Donald Trump, en tête de la course à l'investiture républicaine pour l'élection présidentielle de 2016, se démarque non seulement par ses propos outranciers mais aussi par un vocabulaire particulièrement pauvre, qu'un enfant de 10 ans pourrait comprendre.
Si l'on applique le test Flesch-Kincaid aux discours d'introduction et de conclusion tenus par les neuf candidats lors du débat républicain qui s'est déroulé mardi soir à Las Vegas (ouest), il en ressort que c'est Donald Trump qui a le langage le plus pauvre. Cette méthode développée pour la marine de guerre américaine permet de déterminer la complexité d'un texte écrit en anglais, en fonction de la longueur de ses phrases et du nombre de syllabes dans les mots utilisés.
"Des mots courts et simples"
Le magnat de l'immobilier a tenu un discours que des enfants de 9-10 ans auraient pu comprendre, selon les calculs de la méthode du linguiste Rudolf Flesch et du scientifique J. Peter Kincaid. En 1 minute 30 de discours d'introduction et de conclusion, le moment où les candidats doivent résumer le plus efficacement possible leur message, il n'a utilisé que 7% de mots de plus de trois syllabes.
Le milliardaire a pour habitude d'user et d'abuser de mots courts et simples, comme "good", "bad" et "great" ("bons", "méchants", et "génial" en français), pour étayer ses arguments lors de ses discours. Donald Trump a d'ailleurs conclu son intervention à Las Vegas en promettant: "Si je suis élu président, nous allons nous remettre à gagner. Nous allons beaucoup gagner. Et nous allons avoir un pays génial, vraiment génial, encore plus génial qu'auparavant".

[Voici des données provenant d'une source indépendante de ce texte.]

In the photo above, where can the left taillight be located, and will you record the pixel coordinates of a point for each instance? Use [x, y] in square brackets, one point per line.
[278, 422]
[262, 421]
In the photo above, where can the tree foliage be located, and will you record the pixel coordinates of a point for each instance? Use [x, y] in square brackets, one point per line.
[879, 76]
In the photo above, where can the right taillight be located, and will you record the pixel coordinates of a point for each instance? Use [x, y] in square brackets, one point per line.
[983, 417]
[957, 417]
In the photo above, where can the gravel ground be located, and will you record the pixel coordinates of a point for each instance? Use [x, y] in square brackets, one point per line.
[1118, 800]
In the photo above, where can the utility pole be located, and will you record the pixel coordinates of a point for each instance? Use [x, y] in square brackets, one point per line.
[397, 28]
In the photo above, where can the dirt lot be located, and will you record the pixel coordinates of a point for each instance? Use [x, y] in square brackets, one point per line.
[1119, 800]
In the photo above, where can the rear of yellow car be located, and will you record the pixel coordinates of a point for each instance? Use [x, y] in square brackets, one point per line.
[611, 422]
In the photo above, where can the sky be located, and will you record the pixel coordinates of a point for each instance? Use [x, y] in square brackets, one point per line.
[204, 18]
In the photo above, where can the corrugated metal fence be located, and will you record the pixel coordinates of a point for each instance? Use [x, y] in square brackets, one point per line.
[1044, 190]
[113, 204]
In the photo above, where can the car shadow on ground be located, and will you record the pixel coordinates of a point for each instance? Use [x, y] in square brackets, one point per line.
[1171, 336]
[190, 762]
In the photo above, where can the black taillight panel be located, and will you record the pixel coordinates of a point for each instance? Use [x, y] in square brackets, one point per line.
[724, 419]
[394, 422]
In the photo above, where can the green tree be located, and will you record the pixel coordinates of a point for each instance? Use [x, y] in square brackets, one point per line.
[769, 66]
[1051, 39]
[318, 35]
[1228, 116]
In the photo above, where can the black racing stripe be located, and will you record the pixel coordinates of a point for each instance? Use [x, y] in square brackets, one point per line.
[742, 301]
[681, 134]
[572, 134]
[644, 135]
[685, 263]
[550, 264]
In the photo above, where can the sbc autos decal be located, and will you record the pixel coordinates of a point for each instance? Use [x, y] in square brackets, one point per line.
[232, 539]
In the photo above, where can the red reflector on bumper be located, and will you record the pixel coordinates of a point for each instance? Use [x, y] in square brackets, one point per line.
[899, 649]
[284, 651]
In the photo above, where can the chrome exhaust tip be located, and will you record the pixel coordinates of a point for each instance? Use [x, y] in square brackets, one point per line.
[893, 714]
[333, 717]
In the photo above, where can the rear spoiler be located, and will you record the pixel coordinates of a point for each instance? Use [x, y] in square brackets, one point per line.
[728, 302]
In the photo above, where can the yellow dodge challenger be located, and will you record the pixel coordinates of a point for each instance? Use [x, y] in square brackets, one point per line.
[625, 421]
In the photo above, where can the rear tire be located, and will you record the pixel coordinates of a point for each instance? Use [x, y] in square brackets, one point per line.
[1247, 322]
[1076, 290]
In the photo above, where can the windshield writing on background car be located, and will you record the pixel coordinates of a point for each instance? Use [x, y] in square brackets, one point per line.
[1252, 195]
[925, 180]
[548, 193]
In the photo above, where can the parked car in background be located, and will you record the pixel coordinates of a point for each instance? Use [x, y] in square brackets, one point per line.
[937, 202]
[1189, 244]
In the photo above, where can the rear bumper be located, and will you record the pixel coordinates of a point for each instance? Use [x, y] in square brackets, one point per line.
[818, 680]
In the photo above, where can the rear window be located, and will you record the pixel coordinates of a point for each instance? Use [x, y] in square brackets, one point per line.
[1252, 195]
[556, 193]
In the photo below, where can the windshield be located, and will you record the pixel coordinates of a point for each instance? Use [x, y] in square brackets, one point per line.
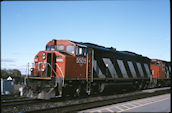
[60, 47]
[47, 48]
[52, 47]
[70, 49]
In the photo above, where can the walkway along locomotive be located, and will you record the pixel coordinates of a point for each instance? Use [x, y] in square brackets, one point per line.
[69, 67]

Il a à l'inverse qualifié pendant la soirée le président syrien Bachar al-Assad de "mec méchant, très méchant" ("bad guy, very bad guy" en version originale).
'Rassurer l'auditoire'
"Donald Trump tente de rassurer son auditoire, en touchant nos instincts politiques primaires. Il répète des mots simples", explique à l'AFP Peter Lawler, professeur de sciences politiques à l'université Berry College, et auteur d'un livre sur la rhétorique politique américaine.
"Une certaine frange d'Américains associent la simplicité à l'honnêteté. Ils ne croient plus aux discours trop élaborés, ils les jugent trompeurs", ajoute Matthew Baum, professeur de communication à l'école d'administration Harvard Kennedy School.

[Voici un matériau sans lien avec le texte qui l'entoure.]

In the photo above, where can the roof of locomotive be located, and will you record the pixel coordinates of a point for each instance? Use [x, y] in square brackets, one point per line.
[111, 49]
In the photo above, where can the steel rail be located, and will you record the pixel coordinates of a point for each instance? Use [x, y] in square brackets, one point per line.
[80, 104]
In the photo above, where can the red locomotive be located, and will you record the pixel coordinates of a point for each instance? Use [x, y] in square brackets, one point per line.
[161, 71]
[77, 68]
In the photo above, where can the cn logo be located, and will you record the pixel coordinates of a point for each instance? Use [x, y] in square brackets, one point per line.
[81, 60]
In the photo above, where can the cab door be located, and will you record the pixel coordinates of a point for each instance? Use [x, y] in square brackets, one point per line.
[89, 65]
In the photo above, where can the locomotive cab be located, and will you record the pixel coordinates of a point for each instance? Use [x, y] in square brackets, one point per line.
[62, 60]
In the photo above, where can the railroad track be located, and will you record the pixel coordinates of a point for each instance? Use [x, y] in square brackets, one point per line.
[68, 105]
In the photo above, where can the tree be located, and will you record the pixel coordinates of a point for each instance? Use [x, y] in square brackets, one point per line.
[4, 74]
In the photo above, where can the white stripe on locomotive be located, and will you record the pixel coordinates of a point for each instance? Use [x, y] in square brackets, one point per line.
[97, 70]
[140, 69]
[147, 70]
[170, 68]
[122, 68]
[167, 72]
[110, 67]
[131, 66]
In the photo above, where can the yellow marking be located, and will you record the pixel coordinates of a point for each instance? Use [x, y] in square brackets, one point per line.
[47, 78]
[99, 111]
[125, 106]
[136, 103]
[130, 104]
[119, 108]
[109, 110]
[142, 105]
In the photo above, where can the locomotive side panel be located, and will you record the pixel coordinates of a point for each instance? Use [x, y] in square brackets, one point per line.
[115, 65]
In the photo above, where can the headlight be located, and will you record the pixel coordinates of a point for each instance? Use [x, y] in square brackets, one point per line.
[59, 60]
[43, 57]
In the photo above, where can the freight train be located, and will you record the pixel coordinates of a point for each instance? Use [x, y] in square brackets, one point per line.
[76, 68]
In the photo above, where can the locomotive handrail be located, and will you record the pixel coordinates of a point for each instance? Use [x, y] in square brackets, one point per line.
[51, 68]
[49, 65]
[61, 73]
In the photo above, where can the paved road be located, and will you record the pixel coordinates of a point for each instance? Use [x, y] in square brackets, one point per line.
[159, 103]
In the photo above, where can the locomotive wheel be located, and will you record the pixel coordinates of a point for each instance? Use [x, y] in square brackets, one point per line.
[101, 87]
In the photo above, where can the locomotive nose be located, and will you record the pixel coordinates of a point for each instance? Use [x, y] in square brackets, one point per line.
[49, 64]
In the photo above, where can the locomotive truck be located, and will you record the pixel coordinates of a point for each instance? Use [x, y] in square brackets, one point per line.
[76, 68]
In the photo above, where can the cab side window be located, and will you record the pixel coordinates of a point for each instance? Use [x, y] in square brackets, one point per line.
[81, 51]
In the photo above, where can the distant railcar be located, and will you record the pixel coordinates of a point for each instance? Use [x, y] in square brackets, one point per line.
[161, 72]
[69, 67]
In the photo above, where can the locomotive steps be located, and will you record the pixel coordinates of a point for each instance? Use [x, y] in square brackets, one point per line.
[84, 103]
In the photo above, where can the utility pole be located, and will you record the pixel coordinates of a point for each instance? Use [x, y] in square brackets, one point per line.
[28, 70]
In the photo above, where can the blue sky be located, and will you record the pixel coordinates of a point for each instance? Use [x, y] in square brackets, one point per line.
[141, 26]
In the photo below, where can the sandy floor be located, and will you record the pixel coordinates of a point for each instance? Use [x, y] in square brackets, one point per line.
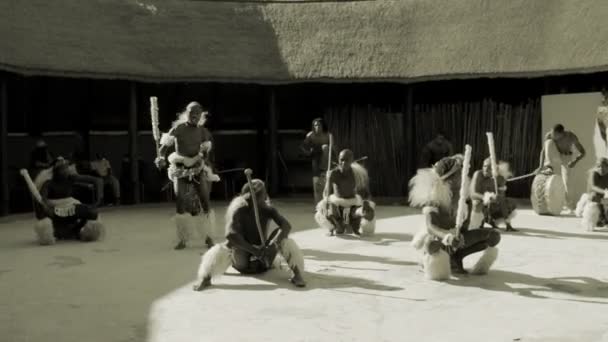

L'homme d'affaires de 69 ans utilise également souvent le mot "bête", pour qualifier ses adversaires ou le gouvernement au pouvoir. "Nous sommes dirigés par des personnes bêtes. Auparavant je disais 'incompétent' mais 'bête', c'est vraiment le niveau supérieur", proclamait-il lors d'un meeting début décembre. L'âge estimé nécessaire pour comprendre les déclarations des autres candidats lors du débat oscille entre 11 ans pour le sénateur libertarien Rand Paul, et 15 ans pour Ted Cruz ou le neurochirurgien à la retraite Ben Carson.
"Des discours révisés vs des idées qui lui passent par la tête"
La part de mots de plus de trois syllabes dans les discours des autres candidats était de 14% en moyenne, le double de Donald Trump (l'anglais est une langue où les mots sont plus courts que le français). Ted Cruz, le sénateur du Texas qui occupe la deuxième place derrière Trump dans les intentions de vote, a pour sa part utilisé 24% de mots "complexes", alors que Jeb Bush, l'ancien gouverneur de Floride, en a utilisé 15%.
"Les autres candidats révisent beaucoup avant les débats, et leurs réponses semblent trop préparées à l'avance. Trump se contente de dire ce qui lui passe par la tête. Mais tout cela est calculé, il sait très bien ce qu'il fait", analyse Peter Lawler.
Donald Trump a eu recours à la même rhétorique simpliste pour aborder pendant le débat le sujet de l'utilisation d'internet par l'organisation État islamique (EI): "Nous devrions pouvoir pénétrer dans internet, et trouver exactement où est l'EI, et tout ce qu'il y a sur l'EI. Et on peut le faire, si on utilise nos bonnes personnes".
"Il y a des dossiers qu'il ne maîtrise pas du tout, mais le public ne s'en émeut pas. Marco Rubio a repris Trump lors du dernier débat, mais son intervention était ennuyeuse. Trump se justifie en disant qu'il engagera les meilleurs experts sur ce sujet quand il sera président", explique Peter Lawler. Cela ne semble pas choquer les électeurs républicains, qui étaient 38% à soutenir Trump dans un sondage Washington Post/ABC publié mardi, et 41% selon l'institut de l'université Monmouth.